Not long ago, Honour McMillan wrote an article on the matter of griefing and potentially criminal activities in SL. I actually quoted her in my own piece on the same subject. The images she used with the article were of a place called Rosemist Isle – which I admit to having been entirely ignorant of until I read Honour’s article and found myself not only in full agreement with her thoughts, but also captivated by the images themselves. As a result, Rosemist Isle immediately went on my “must visit” list for SL destinations.
I just didn’t expect to be visiting the region quite so soon as happened to be the case.
Honour visited Rosemist Isle to calm her temper and immerse herself. After having something of a crappy weekend (partially my own fault for being a bit of a twit with things I’m not going to bore you with), I felt that anything which captivated Honour would more than likely do the same for me.
The description for the region , designed by Nila Byron for the Rosemist Management group of KJ Kiranov, Xyza Armistice and Light Kaestner, reads in part, “The sim is dedicated to the Wonderment of Life, and the pursuit of Peace and Tranquility,” which is followed by an invitation to explore and enjoy the beauty of the isle. And truth be told, there is a lot to explore and enjoy here, both when exploring on your own or with like-minded friends.

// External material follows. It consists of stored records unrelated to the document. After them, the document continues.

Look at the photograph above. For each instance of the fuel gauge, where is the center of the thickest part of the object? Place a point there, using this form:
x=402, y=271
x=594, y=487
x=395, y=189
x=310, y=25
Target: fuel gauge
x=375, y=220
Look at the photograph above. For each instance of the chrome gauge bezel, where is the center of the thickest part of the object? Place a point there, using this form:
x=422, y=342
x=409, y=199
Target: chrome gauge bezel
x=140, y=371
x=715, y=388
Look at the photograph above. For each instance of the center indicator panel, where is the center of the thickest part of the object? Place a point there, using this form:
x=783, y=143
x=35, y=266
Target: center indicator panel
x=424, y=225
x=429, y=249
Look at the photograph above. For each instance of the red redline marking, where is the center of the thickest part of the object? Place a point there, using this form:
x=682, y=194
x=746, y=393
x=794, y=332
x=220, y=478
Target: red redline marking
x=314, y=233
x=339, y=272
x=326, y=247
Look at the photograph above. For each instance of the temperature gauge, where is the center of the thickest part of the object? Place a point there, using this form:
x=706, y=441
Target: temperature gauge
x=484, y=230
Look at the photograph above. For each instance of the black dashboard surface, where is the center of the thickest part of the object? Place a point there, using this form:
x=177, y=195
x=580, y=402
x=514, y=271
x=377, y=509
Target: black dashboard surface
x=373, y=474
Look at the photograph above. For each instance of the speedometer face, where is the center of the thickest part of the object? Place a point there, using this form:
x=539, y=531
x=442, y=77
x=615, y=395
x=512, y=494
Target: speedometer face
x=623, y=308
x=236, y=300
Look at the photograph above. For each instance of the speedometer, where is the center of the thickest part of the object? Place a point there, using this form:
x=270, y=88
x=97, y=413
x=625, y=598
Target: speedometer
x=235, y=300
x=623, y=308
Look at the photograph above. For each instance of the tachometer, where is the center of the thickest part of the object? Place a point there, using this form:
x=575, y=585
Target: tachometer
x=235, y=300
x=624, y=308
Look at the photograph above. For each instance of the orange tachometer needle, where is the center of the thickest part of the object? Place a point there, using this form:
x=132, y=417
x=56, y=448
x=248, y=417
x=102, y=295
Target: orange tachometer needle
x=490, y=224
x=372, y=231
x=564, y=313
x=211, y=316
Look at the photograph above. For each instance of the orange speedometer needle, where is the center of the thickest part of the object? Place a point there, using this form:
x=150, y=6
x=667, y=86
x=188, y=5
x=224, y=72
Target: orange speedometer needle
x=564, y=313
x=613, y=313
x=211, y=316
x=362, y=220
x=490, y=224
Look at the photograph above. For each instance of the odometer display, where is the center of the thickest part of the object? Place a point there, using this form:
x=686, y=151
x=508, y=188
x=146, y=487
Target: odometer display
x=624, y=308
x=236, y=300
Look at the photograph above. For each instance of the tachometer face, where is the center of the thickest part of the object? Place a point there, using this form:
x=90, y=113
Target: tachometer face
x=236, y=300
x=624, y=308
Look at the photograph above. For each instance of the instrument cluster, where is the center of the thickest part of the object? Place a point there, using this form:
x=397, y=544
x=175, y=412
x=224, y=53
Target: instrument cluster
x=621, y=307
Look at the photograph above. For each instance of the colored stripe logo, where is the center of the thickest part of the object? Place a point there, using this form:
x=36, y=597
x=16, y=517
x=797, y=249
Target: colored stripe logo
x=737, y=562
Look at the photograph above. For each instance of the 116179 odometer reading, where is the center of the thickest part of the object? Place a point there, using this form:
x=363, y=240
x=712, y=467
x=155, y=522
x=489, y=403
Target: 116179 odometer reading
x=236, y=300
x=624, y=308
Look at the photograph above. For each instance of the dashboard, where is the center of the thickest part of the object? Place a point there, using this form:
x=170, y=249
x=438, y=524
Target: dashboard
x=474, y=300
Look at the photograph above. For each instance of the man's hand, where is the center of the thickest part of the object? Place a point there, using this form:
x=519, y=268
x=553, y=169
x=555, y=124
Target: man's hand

This is a place deserving of time taken to immerse yourself within it. If you are fortunate enough to be able to run your viewer in deferred mode, I strongly recommend you do, even if you leave shadows & lighting set to none. Make sure you have in-world sounds enabled as well to further enhance your experience. There is an audio stream as well, but whether you turn it on or not, I leave to you.
The region has its own windlight setting, but for the majority of snaps I took, I opted to use Annan Adored Realist Ambient, as it softened some of the glow used within the region and which, if I’m honest, I felt in places made some shots look over-exposed.
One of the things I love about Second Life is the freedom it provides to simply just be. A great deal of my time in-world is actually spent on my own, exploring places like Rosemist Isle. This is not necessarily because I’m particularly anti-social (although I am very definitely very insular); rather it is more because when exploring on my own I have the freedom to really experience a place and both escape pressures (RL or SL) and also find space to listen to myself as well as letting my imagination run free in response to whatever I discover.
Rosemist Isle is perfect for this; the woods invite one to roam and put cares off to one side, while the various places were one can sit naturally invite one to stay and simply contemplate. Which is not to say it should be experienced alone; the very nature of the region does much to also encourage companionship, be it wandering or sitting together.
The imagination can certainly take wing here: there are unicorns in the woods, a tall ship, her gun ports open, lying in the lee of the isle, and carvings of dragons abound, all of which add to the fantasy feel of the isle and suggest stories waiting to be told.
And lets face it, anywhere which features dragons is liable to get a big tick in my book!
Regular readers of these pages will know that music plays an important role in my life; it is something I have with me almost constantly, and while my tastes might be eclectic, music if often a favoured companion. Sometimes the initial impact of a region is much greater for me as a result of the music I happen to be listening / is playing on the region stream to when I opt to make a visit (although there are times when the look and feel of a place suggests suitable music to me).
When I teleported to Rosemist Isle, I happened to be listening to Passacaglia by Bear McCreary. Nothing unusual in this, as it is a piece I listen to a lot – McCreay’s work is genius. However, with Rosemist Isle, the fit seemed to be perfect for me given my mood, and I confess that rather than exploring on foot, I found myself simply sitting in an armchair and camming slowly though the region, allowing my imagination to create scenes and stories to me as I “roamed”.
Even without music – streamed or personal – Rosemist Isle offers the perfect means of calming ruffled nerves and soothing the mind of stress, as such I have no hesitation in recommending it as a destination well worth a visit. It certainly eased my mood and raised my spirit.